There are a plethora of articles promoting and dissecting the tenants and principles proposed by Cal Newport in his book, Deep Work. That’s what led me to picking it for an episode of Bookworm. After implementing my takeaways for about a month, I can see a decided difference in my productivity and effectiveness. It’s what allowed me to release Working With OmniFocus when I did and to develop the depth of detail in those videos.
If you haven’t read Deep Work, I will join the crowds in saying you should. It can change your methods of working and make you rethink the importance of the internet. In my case, it led to alterations in many core routines and habits I maintain.
The biggest change I have successfully implemented is a simple contact form over a blanket email address on this website. Over time I had begun receiving hundreds of emails each day. It’s not possible to keep up with that kind of volume. And as Newport points out, email rarely produces a meaningful result. By putting systems in place to help me cut back on email received and removing expectations that I’ll respond to every one of them, I take back more of my time and free myself to focus on essential projects. Email is still important, but it’s not worth sacrificing my mission in life to answer the requests of others.
Newport talks about the value of a shutdown ritual, which is a way of closing off the work of today, preparing for tomorrow, and transitioning from work to family. I’ve experimented with an “End of Business” ritual before but I have always struggled getting it to stick. Reading Deep Work made me dust off my old checklist and give it another try. The clarity that comes when I follow through with this ritual makes me wonder why it was so hard to make this a habit in the past.
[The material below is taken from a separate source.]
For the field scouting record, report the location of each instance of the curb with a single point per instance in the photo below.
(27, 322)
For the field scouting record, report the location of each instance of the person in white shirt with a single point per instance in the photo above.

I can only assume that a difference in perspective and season of life makes me see a greater value in closing off the day and intentionally shutting down my work mode.
Easily one of the most valuable action items you can take from the book is scheduling deep work sessions: time when you disconnect from all external inputs and focus on the one task in front of you. This is time spent unplugged and head down on a creative or critical project. And it is paramount that you keep the internet at bay. Its ability to send you down rabbit trails is uncanny and detrimental to the work that matters. To help combat the allure of infinity apps and their addictive tendencies, Newport suggests scheduling time for going online.
On the surface, I love this concept. Only allowing a set amount of time for the web forces you to be intentional with that time and see it as a tool with a purpose. But in practice, it’s been extremely challenging to even put a plan together. I know there are benefits on the other side, but my business is online. It feels irresponsible to limit that time. But taking a cue from Joshua Becker, I think I’ll have to pick a day and experiment with less time online. My anxiety is likely an indicator of the importance of trying.
To help with this trial, I reviewed a topic on the Discussion site by Jay Blanco about setting up a deep work phone. The thoughts shared there and my own reflections on the internet-as-a-tool mentality have led me to turning off cellular data and Wi-Fi on my phone.
Deep Work has lead to great progress on projects with a lot of value. I have some ground to cover yet, but the simple understanding of how to engage in deep work and suppress the time and energy devoted to shallow work has exponential benefits over my normal methods of getting things done.